Poll: Clinton sweeps GOP foes save Bush tie in Florida

Hillary Clinton is leading top Republican contenders in three crucial swing states by hefty margins, but she has two scenarios where she could be evenly matched, according to a new poll.

Clinton has double digit leads over each of her would-be GOP foes for the presidency in Florida, Ohio and Pennsylvania, with the exception of ties in Florida when matched up against the state’s former Gov. Jeb Bush and in Ohio against current Gov. John Kasich, according to a Quinnipiac University poll released Tuesday. No candidate has won the presidency since 1960 without winning two of those three crucial states.

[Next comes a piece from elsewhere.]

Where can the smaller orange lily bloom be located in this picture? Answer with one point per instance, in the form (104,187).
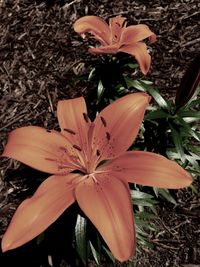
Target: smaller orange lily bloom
(116,37)
(74,157)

Other native sons didn’t fare as well against the former secretary of state, with Clinton still topping Florida’s Sen. Marco Rubio 49% to 39% and also leading Pennsylvania’s former Sen. Rick Santorum by 10 points in his state.

New Jersey Gov. Chris Christie flopped to Clinton by double digits in each of the three states, according to the poll, including in neighboring Pennsylvania where he caps at 39% to Clinton’s 50%, according to the Quinnipiac survey of 881 voters in that state.

Clinton’s lead in the polls also match her favorability ratings, which topped 50 percent according to Quinnipiac polling in all three states.

And the former first lady also owes some of her success to her appeal to women voters who gave Clinton an edge in every theoretical match-up. Even in Florida where she ties Bush, Clinton still wins over the female vote by an 11-point margin.

With 2012 Republican presidential nominee Mitt Romney opting out of the presidential race after spending three weeks leaning toward a third run, the GOP establishment has been looking toward Bush as the party’s standard-bearer.

But the son and brother to two former presidents will have to overcome struggles with voters in Ohio and Pennsylvania, where he trailed Clinton by 11 and 15 points, respectively, according to the Quinnipiac survey of more than 900 voters in each state.

Christie, who is also ramping up his political operation and trying to seize on the vacuum of donors freed up by Romney, faces 11- to 18-point deficits against Clinton in the three swing states.

Other candidates offered up as the Republican alternative to a Clinton presidency include former Arkansas Gov. Mike Huckabee, a social conservative who loses to Clinton by at 15 to 20 points in the three states. Huckabee also sought the Republican nomination in 2008.

Sen. Rand Paul of Kentucky, who represents the libertarian wing of his party, also faces at least a 12-point deficit against Clinton in the swing states.

The poll is still a very early indicator of the race and Clinton, a former first lady and secretary of state, continues to enjoy a higher profile than the potential Republican candidates.